Jayne dropped her socked foot gently to the floor. “I fell,” she announced. “Now it’s sprained. My knee. I’m a gimp. I’m still appearing at the Laugh Factory Saturday night. Wild horses couldn’t drag me. This shit happens all the time, but you’ve got to keep going, you know? You can’t ever give up…can you?” Jayne looked up at Audrey with tears in her green eyes and Audrey thought: This woman is a raw nerve of emotions. More aptly put, this woman is plain raw, like skin rubbed so tender it’s bleeding.
“No. You can’t ever give up, Jayne. I’m so sorry. What happened?”
Jayne wiped the water from eyes by running her thumbs just under the skin of her lower lashes so she didn’t smudge her makeup, which looked like it might have been applied with a spatula. For the first time in a long while, Audrey was tempted to touch another person. So she did. She put her hand on Jayne’s bony shoulder, then wasn’t quite sure what to do with it.

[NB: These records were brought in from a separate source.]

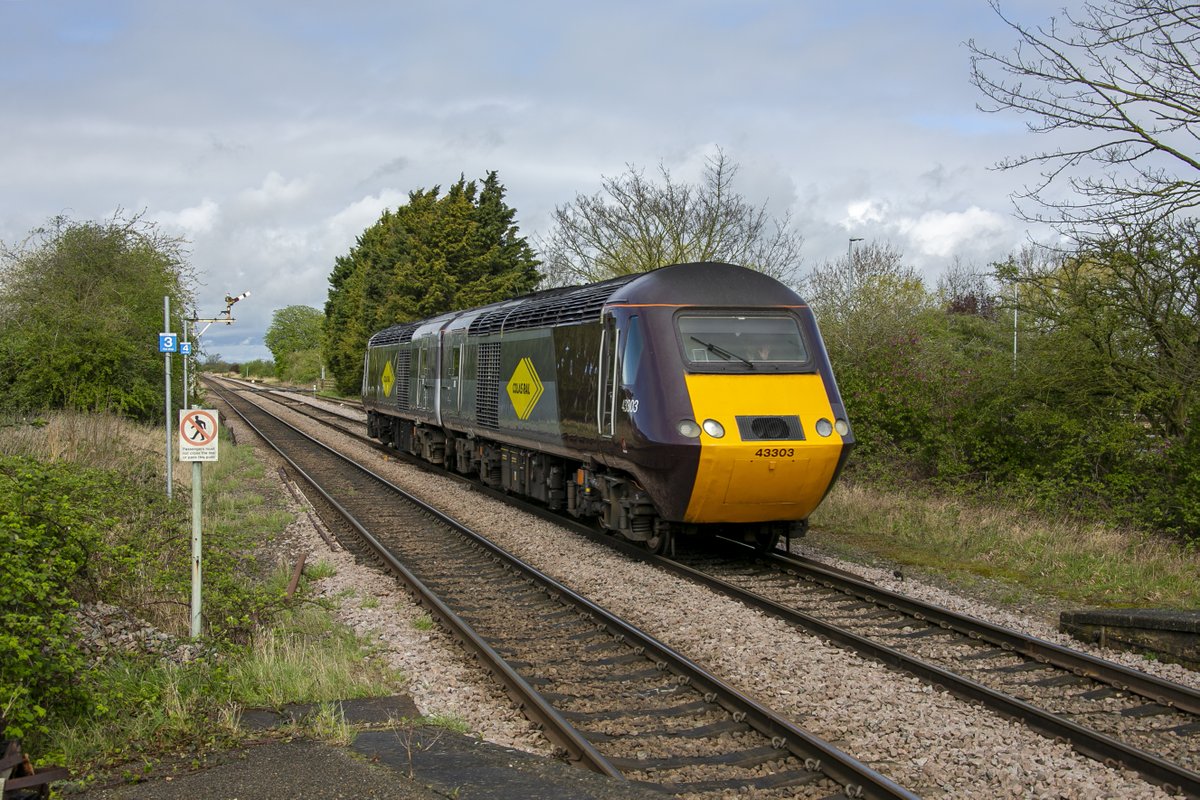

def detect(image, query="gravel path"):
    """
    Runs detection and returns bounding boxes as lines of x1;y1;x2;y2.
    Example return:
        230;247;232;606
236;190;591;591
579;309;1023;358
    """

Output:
226;391;1200;799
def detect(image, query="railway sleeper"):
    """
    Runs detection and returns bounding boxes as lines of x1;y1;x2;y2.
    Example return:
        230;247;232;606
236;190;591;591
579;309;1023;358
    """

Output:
608;747;791;772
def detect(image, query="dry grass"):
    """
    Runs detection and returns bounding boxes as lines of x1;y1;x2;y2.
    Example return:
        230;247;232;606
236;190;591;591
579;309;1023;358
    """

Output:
812;482;1200;608
0;411;191;486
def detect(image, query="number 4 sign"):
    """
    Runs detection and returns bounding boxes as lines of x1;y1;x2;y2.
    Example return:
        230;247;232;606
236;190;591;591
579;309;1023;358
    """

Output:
179;408;217;461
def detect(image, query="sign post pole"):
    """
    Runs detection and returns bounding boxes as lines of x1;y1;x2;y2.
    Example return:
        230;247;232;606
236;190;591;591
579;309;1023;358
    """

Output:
189;453;204;639
179;408;218;639
158;295;179;500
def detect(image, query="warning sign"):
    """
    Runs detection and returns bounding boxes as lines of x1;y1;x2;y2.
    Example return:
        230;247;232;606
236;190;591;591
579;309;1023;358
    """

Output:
179;408;217;461
508;359;545;420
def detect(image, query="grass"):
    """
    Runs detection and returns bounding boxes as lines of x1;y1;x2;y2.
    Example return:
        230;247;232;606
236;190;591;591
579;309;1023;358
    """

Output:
0;414;404;780
809;482;1200;608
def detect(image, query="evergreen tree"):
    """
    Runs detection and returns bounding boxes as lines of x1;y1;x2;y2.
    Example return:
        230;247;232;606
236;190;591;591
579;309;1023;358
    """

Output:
324;172;541;392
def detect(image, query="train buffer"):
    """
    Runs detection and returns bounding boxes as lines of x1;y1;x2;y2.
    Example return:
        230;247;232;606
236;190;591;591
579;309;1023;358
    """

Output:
0;739;71;800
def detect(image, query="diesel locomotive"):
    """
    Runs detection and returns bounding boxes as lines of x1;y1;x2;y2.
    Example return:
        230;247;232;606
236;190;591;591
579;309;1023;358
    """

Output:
362;261;854;551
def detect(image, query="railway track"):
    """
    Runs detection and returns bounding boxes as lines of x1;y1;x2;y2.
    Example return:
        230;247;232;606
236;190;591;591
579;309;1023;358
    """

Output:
208;381;914;798
211;379;1200;798
648;543;1200;796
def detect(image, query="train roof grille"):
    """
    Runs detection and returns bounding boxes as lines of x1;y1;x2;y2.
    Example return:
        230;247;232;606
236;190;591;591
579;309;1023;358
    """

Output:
468;273;642;336
367;323;420;347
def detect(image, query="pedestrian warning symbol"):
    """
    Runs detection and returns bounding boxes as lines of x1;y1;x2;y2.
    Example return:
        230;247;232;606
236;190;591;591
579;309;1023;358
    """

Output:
179;408;217;461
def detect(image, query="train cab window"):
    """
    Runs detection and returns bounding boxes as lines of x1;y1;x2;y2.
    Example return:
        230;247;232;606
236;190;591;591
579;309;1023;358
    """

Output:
620;317;642;386
676;314;809;369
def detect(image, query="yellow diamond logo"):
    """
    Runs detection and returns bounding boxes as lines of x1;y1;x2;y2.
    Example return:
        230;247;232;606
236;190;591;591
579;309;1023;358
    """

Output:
379;361;396;397
509;359;544;420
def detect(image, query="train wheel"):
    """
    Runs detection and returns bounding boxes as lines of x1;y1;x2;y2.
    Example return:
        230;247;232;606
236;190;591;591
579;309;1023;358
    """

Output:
642;531;671;555
754;530;779;553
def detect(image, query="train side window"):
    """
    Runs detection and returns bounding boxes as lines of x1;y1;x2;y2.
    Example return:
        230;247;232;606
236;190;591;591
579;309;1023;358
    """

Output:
596;314;620;437
620;317;642;386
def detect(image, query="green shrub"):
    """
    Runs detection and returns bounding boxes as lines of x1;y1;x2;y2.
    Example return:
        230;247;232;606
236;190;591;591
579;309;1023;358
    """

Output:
0;457;110;738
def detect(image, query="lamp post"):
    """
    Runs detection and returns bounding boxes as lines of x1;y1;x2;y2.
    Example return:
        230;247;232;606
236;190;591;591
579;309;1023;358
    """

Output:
846;236;863;266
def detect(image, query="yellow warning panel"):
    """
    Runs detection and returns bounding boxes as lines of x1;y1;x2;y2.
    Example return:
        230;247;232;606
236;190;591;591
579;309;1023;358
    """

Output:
379;359;396;397
508;359;545;420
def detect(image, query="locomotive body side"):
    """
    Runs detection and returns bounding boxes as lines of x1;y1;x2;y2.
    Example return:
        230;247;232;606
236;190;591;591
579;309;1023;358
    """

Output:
364;263;853;549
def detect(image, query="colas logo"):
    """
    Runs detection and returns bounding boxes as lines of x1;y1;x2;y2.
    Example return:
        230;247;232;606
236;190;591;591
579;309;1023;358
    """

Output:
379;361;396;397
508;359;545;420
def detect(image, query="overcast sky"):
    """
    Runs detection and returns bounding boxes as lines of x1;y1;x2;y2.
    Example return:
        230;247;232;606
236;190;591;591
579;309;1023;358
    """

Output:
0;0;1078;360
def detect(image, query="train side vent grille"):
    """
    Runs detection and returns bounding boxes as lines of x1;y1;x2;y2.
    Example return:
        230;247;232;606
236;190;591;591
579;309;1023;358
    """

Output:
475;342;500;431
738;416;804;441
396;348;413;411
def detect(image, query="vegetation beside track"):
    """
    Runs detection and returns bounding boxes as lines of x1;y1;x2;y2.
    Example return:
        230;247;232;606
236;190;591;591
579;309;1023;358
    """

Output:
0;413;402;777
809;480;1200;608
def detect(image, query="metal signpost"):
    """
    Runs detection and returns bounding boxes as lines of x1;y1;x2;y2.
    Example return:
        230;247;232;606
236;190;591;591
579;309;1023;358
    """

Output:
158;295;179;500
179;408;218;639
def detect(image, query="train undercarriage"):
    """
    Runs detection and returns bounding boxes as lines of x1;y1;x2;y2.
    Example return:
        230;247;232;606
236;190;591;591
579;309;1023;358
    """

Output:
367;411;808;553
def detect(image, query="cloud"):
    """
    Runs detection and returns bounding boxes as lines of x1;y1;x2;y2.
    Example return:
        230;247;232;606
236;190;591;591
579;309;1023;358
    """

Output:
325;190;408;244
896;206;1010;258
842;199;888;230
238;170;308;209
154;198;221;236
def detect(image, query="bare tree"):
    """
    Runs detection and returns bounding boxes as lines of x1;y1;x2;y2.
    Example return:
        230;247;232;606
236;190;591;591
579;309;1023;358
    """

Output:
539;150;803;285
967;0;1200;234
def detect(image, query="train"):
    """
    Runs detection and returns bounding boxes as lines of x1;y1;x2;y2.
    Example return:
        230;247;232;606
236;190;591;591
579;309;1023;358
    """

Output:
362;261;854;552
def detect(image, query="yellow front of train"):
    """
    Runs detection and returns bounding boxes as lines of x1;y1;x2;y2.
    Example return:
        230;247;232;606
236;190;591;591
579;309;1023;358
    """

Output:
677;308;853;524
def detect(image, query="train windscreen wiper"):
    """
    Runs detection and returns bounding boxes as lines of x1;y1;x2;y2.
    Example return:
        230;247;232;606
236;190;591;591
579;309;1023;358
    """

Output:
691;336;756;369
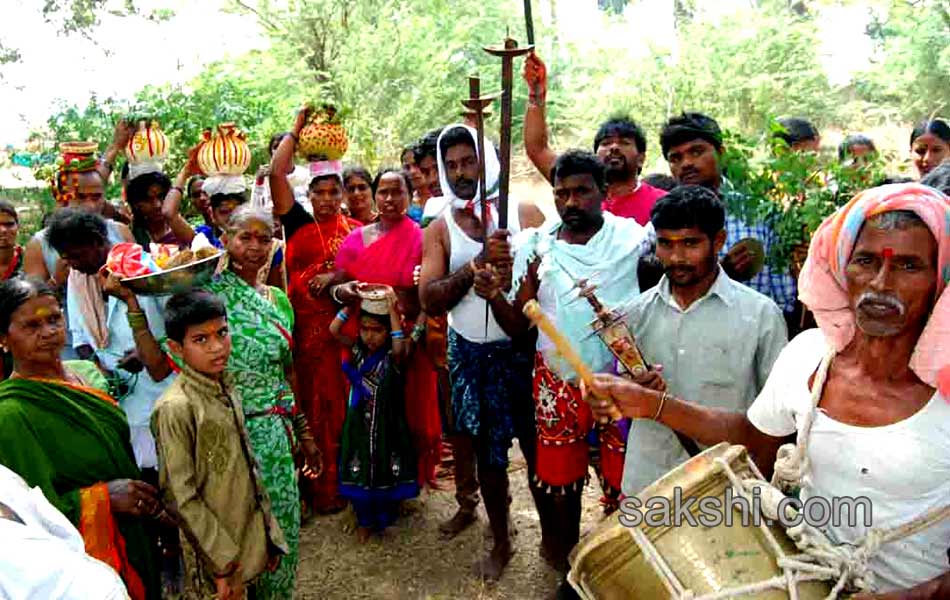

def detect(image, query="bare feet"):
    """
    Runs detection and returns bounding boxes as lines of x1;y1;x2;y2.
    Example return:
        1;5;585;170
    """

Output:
472;541;515;582
439;508;478;540
356;527;373;544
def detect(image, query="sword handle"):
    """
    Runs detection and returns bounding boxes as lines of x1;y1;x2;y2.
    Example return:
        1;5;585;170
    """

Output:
524;0;534;46
522;300;623;421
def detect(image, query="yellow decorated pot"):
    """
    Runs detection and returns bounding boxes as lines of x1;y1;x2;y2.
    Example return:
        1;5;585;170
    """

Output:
297;106;349;160
125;121;168;164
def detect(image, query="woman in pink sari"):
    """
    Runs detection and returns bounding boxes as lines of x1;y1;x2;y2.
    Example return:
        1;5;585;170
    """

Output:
333;169;442;486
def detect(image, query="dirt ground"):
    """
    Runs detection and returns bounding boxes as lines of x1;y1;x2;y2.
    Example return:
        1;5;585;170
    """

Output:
296;440;601;600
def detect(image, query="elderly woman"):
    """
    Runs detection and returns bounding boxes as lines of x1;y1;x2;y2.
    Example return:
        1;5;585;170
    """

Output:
159;152;284;289
0;278;167;600
199;205;321;599
331;169;442;486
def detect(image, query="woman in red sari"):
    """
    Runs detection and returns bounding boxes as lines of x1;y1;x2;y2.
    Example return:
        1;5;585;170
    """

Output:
334;169;442;487
269;109;360;514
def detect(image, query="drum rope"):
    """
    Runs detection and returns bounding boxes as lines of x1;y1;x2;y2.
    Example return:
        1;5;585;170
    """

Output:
629;350;950;600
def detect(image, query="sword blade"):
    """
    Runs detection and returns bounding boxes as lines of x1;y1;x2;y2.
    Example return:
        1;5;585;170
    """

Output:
524;0;534;46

Smiling brightly, but with a quivering voice, Jayne said, “Cab hit me on my way to work. I didn’t sleep well—I’ve been having nightmares for a while now. So, anyway, I wasn’t looking when I crossed the street. Like an idiot. I’m so stupid!” She shook her head in disgust, still wearing that uncomfortably bright smile. “I rolled over the hood, like a stunt man or something. I’m all scraped up, but nothing serious except a bruised kneecap,” she said, then her voice got higher pitched, like at any second it would crack. “Wouldn’t you know it? I have a big break on the eve of my big break?”